Algérie 1954-1962 de Benjamin Stora, avec Tramor Quemeneur. Les Arènes, 120 p., 34,80 €
L'objet se présente sous la forme d'un mince carnet vert, facile à glisser dans la poche. Chaque appelé débarquant en Algérie était censé en recevoir un exemplaire. Son titre : Petit vocabulaire militaire d'arabe parlé.

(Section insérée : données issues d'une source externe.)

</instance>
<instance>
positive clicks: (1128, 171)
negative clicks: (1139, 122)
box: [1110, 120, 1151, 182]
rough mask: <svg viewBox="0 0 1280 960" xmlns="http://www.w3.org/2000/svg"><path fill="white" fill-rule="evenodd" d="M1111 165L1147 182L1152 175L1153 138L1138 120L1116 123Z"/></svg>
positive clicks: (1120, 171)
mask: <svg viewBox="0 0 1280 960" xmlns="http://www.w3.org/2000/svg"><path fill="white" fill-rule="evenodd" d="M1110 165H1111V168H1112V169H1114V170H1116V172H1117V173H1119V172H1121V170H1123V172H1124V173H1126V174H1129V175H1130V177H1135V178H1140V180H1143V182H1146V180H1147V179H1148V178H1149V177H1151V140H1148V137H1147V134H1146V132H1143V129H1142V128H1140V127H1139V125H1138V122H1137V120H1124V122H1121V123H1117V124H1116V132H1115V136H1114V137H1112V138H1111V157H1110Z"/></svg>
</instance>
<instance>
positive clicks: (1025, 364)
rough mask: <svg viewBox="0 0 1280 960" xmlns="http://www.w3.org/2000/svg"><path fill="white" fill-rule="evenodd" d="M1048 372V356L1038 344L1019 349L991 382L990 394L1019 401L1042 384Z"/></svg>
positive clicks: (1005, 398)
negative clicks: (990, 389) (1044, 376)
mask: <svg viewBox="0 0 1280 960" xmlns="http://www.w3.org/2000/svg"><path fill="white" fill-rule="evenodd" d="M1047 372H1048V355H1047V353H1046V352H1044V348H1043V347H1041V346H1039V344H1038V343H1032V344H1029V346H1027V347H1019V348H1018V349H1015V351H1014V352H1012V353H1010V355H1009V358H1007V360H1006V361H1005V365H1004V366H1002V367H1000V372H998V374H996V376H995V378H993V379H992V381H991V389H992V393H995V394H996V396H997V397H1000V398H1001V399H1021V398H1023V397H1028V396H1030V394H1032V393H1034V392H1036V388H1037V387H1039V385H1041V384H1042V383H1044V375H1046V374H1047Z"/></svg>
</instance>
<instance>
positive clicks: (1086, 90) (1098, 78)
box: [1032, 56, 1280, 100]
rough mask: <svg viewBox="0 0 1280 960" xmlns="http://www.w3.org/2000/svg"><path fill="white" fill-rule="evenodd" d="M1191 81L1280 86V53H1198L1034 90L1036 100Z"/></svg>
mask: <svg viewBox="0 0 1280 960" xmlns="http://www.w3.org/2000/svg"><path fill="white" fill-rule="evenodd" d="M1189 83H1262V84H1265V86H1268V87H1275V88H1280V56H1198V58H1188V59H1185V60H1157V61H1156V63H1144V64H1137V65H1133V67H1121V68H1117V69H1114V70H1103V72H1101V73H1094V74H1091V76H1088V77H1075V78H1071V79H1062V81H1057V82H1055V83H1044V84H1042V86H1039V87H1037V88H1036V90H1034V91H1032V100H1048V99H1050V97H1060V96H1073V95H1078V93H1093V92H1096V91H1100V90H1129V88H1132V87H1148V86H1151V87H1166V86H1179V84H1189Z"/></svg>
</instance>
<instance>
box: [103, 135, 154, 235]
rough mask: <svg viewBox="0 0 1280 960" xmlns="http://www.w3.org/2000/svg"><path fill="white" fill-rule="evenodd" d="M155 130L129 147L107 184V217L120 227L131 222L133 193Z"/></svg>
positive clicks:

A l'intérieur, précédant un lexique où l'on apprend notamment comment marchander face à un commerçant qui force un peu trop sur les prix, les auteurs ont glissé une liste de conseils pratiques.
Le jeune appelé y est ainsi sommé de "ne pas prononcer les mots "ratons", "bicots", etc., que tous comprennent". Il lui est également recommandé de "n'accorder qu'un crédit relatif aux renseignements recueillis sur les distances", dans la mesure où ""pas loin", pour un musulman, peut signifier trois à quatre heures de marche". Il lui est enfin conseillé d'utiliser le "vous" plutôt que le "tu" quand il s'adresse à un "notable" ou à un "évolué.
Des objets comme celui-là, vous rêviez d'en manipuler ? Eh bien c'est désormais possible grâce à ce livre, qui fait penser à une vieille malle dans laquelle un collectionneur un peu fou aurait stocké tout ce que la guerre d'Algérie a produit comme tracts, lettres, cartes postales, photos, articles, dessins, etc. Car tel est l'étonnant travail piloté par Benjamin Stora et Tramor Quemeneur Spécialistes reconnus de la période, les deux historiens ont répondu à la commande des éditions des Arènes qui, fortes du succès d'un projet analogue consacré à la vie des Français sous l'Occupation (Paroles de l'ombre, de Jean-Pierre Guéno et Jérôme Pecnard, 2009), ont eu la bonne idée de renouveler l'expérience.
L'intérêt du livre tient à la pluralité des voix qui s'y font entendre. Voix de soldats du contingent ou de combattants de l'Armée de libération nationale (ALN) ; voix de harkis ou d'ultras de l'Algérie française ; voix illustres, parfois, comme celle d'Albert Camuus, dont on peut déplier une lettre du 25 mars 1955, où l'écrivain explique qu'il "désapprouve totalement le terrorisme qui touche aux populations civiles" ; voix anonymes, enfin, comme celle de ce mystérieux scripteur qui glissa dans une minuscule enveloppe destinée à Hubert Beuve-Mérry, alors directeur du Monde, ces quelques mots : "Tu es vendu au FNL. Nous en prenant bonne note. Le mensonge ne paie pas."
D'où vient l'attrait exercé par un tel ouvrage ? A quelque chose de tout simple, sans doute, mais de terriblement fort, et que nul mieux que l'historienne Arlette Fargge a su exprimer dans son essai Le Goût de l'archive (Seuil, 1989) : "Le sentiment naïf, mais profond, de déchirer un voile, de traverser l'opacité du savoir et d'accéder, comme après un long voyage incertain, à l'essentiel des êtres et des choses. L'archive agit comme une mise à nu ; ployés en quelques lignes, apparaissent non seulement l'inaccessible mais le vivant (...). C'est en ce sens qu'elle force la lecture, "captive" le lecteur, produit sur lui la sensation d'enfin appréhender le réel. Et non plus de l'examiner à travers le "récit sur", le "discours de"."